Michel Sourrouille avait assisté en mars 1972 à une conférence de Grothendieck. Alexandre confiait à l’époque qu’il allait vivre en communauté : « L’avenir est dans les phalanstères, autonomes, agricoles, sans centralisation. La science ne peut plus sauver notre civilisation des grands bouleversements qui nous attendent. Il faut abandonner les études et mettre sur pied des communautés viables, c’est-à-dire équilibrés avec leur environnement. » Ce message était partagé à l’époque par Pierre Fournier qui avait lancé La Gueule ouverte, mensuel écologique « qui annonce la fin du monde »… en novembre 1972. Aujourd’hui le message de ces précurseurs de l’écologie est repris par tous ceux qui veulent bâtir des communauté cherchant l’autonomie comme Rob Hopkins l’a écrit dans son « Manuel de transition (de la dépendance au pétrole à la résilience locale) ».
Voici quelques éléments pour mieux comprendre la profondeur (toujours actuelle) du mouvement « Survivre » dont l’objectif en août 1970 était déjà la « lutte pour la survie de l’espèce humaine et de la vie en général menacée par le déséquilibre écologique créé par la société industrielle contemporaine (pollutions et dévastation de l’environnement et des ressources naturelles) et par les dangers des conflits militaires ». Les caractéristiques de ce mouvement pourrait (devrait) être reprise quasi mot à mot aujourd’hui par EELV, le parti qui dit œuvrer pour l’écologie :
– L’adhésion d’un adhèrent aux principes directeurs du mouvement implique son abstention de toute sorte d’activité qu’il reconnaîtrait de nature nuisible ou dangereuse à la survie de l’espèce, et en particulier elle implique la non-collaboration totale avec les appareils militaires de quelque pays que ce soit. Cela implique en particulier le refus du service militaire.

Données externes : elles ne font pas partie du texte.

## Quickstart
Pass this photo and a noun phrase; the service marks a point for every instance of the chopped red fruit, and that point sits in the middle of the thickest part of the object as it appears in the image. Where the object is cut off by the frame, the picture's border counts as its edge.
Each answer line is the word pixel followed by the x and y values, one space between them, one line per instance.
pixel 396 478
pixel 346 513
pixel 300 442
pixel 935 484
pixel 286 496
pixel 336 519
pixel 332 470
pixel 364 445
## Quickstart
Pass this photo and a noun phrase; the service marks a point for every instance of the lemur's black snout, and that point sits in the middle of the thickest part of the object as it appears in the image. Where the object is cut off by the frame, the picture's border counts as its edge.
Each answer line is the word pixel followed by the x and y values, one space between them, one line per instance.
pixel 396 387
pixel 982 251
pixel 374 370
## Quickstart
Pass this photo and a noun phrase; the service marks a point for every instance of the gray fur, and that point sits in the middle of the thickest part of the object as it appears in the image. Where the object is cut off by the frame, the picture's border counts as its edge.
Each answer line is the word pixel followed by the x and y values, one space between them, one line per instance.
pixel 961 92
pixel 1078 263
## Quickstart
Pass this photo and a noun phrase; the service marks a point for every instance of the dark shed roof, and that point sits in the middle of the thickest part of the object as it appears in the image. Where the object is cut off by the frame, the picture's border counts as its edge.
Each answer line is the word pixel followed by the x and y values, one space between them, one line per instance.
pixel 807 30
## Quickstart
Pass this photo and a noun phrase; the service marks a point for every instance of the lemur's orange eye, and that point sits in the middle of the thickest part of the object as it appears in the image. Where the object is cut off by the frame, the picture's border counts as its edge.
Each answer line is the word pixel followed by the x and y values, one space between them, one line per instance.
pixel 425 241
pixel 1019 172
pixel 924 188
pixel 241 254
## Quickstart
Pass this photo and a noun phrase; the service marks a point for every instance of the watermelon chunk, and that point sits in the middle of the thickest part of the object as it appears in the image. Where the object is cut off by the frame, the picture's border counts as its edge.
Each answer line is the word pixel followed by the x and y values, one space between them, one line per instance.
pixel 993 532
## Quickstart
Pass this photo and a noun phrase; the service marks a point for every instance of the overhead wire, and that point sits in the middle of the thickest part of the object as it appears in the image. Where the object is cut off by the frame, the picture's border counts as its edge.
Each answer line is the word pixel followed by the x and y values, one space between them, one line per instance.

– L’apprentissage de l’action juste, c’est-à-dire de l’action nécessaire, apparaît comme un but principal de l’éducation. Notre option pour l’action non violente est un aspect de cette exigence d’une action éducative.
– Convaincre les gens « au sommet » d’entreprendre telle ou telle action nécessaire entraîne des résultats périphériques. Pour changer l’inertie des masses, seule une action éducative à une chance d’aboutir.
– Les programmes de la recherche scientifique doivent s’infléchir vers les besoins des hommes et les nécessités de leur survie.
– Sans dénier l’importance d’une maîtrise de la population mondiale, Survivre appelle à contrer un instinct de procréation illimitée par une éducation à une vie personnelle et sociale véritablement créatrice.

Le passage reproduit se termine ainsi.